Brew-tiful, how Melbourne’s coffee culture bloomed
There are a lot of key moments in the development of Melbourne’s coffee culture. Some old and some new, but most of them have been defined by a drive to bring people together over a great cup of coffee.
When Wells Trenfield began Jaspar Coffee, a specialty coffee roasting business, in 1989 with his partner Merilyn Parker, he knew the power of coffee but he never expected his Arabica single origin roasted obsession would turn the city’s coffee market on its head.
“We didn’t come from any previous experience or any other methodologies,’” he says “except for ‘let’s put it in a cup and taste it.’”

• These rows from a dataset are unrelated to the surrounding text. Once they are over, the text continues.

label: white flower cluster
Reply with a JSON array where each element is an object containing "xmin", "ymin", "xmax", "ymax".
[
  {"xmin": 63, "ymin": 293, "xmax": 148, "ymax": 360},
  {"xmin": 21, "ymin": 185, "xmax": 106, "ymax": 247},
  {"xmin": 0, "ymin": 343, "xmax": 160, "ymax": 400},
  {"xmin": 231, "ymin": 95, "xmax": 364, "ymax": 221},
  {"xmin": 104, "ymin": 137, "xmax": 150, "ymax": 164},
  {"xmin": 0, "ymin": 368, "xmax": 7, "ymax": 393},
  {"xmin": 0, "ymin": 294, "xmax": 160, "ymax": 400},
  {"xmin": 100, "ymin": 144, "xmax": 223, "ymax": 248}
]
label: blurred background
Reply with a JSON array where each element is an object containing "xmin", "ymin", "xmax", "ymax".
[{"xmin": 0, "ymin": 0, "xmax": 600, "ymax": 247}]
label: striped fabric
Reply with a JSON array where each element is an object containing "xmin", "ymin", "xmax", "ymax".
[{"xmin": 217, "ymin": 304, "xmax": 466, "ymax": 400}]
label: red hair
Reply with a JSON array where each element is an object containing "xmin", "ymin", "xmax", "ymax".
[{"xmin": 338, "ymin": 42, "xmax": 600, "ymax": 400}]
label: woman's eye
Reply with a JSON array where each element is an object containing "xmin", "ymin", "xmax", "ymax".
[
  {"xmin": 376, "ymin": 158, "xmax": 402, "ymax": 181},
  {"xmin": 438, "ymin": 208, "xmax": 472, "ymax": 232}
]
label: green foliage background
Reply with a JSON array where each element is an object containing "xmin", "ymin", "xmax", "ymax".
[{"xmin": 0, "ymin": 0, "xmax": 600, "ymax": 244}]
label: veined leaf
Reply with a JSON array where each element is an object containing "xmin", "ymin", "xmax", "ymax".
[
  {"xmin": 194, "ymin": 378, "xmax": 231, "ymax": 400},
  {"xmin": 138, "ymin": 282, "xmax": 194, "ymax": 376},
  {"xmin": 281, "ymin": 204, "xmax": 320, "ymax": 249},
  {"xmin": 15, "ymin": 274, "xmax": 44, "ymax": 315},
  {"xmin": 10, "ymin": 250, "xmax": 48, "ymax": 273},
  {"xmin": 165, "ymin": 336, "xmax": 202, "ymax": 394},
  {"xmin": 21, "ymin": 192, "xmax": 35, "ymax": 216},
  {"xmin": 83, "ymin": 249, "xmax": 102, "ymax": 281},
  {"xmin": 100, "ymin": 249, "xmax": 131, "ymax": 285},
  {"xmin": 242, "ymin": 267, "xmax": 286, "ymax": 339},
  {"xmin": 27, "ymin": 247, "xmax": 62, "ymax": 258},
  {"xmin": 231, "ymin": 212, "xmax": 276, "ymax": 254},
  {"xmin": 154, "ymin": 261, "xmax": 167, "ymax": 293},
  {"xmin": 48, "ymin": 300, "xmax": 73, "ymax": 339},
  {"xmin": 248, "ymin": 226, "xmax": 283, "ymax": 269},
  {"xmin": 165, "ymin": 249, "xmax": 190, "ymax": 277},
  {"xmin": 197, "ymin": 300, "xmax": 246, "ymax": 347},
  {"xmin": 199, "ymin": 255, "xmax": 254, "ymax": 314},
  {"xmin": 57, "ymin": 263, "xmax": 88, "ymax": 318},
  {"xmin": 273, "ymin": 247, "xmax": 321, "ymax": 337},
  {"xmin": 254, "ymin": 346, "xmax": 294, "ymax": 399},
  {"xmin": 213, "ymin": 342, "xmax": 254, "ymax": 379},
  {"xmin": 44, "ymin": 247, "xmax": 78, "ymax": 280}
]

Trenfield’s influence on the Melbourne coffee scene is substantial and his desire to provide the best coffee to his customers unyielding.
Consider this, on an average morning he tastes 40 cups of coffee to check the quality of coffee that is to be served at his four cafes around Melbourne. That’s dedication to quality.
But that’s only part of the the story. There is also they desire to continually improve the product; its flavour, body, and aroma.
“It’s the rigor behind the investigation,” says Trenfield in relation to why Melbourne has become the ‘Promised Land’ for so many coffee lovers. “The people in the coffee industry is this city are prepared to explore the boundaries. They’re always looking at how they change the way coffee is being made and extracted.
“There becomes a focus on why you’re doing it. It’s no longer simply about the ritual of pouring a cup.”
Surprisingly, Melbourne’s coffee obsession isn’t a modern romance but dates back to the late 1800s when alcohol was becoming a very real problem for authorities.
In attempt to curb bad behaviour and alcohol uptake, Christian lobbyists encouraged police to push people towards coffee lounges, rather than bars. This gave birth to the coffee palace.
Coffee palaces were a very significant part of city life. As grand Victorian buildings, the descriptor ‘palace’ was no overstatement, and as much as they dominated their surroundings, so they did Melbourne daily life. They were the people’s place of choice to meet and discuss the happenings of their emerging city. A city that was booming.
In the 1880s, the city was awash with money from the gold rush and was in the midst of its first property boom and this is when Melbourne’s coffee palaces reached their peak. However, when the boom spectacularly burst, their popularity fizzled and many applied for liquor licences to supplement their meagre earnings.
While some were transformed into hotels, many of the grandest, including the Federal Coffee Palace and the Queens Coffee Palace were torn down.
While most post-WWII European immigrants arrived with very few possessions, they did present Melbourne with one of coffee’s greatest gifts, the espresso.
Pellegrini’s Espresso bar, one of the first Italian hot spots that still stands today, rose to prominence in this time.
The Italian’s focused on creating the best ‘crema’ for a tastier brew, truly initiating the beginnings of what has formed the modern-day coffee in Melbourne.
Trenfield agrees the Italians were influential but believes coffee’s greatest shift occurred with the introduction of single origin coffee.
It’s something Jasper Coffee has prided itself on, with over 30 plus individual beans forming their Melbourne offering – a trait that Trenfield compares to fine wine.
“In exactly the same way we talk about a particular wine blend, each estate is different,” he says.
“I don’t see coffee any different to all the other sensory experiences we have. We have developed a sophisticated palate through a gradual evolution if you like, but we’re now seeing a different mentality and a different excitement with what has happened.
A defining moment for Melbourne’s coffee culture came back in the early 2000s when US-chain Starbucks arrived and set out to quickly capture a large slice of Melbourne’s coffee market.
Impressive though its global growth and reputation was, Melburnians aren’t ones for fawning adoration, especially when it comes to coffee. They simply chose to judge the chain it on the quality of its product. The results were telling, and not favourable. While 22 Starbucks had opened in Melbourne, by 2008 Starbucks had closed 17 of them.
“[Melbourne has] a wonderful sense of culture in our music and in our pub scene – it’s the same mentality with coffee,” says Trenfield. We’re not bogged down by perceptions of having to fit with some reality; we just create our own.”
Because of this, the city’s inhabitants are more likely to show interest in rainbow, turmeric or matcha lattes.
Trenfield thinks the coffee craze will further intensify in the near future.
“In Melbourne, we have come to a realisation that we can change the rules, can change the sensory perception and we can change the way we enjoy coffee.”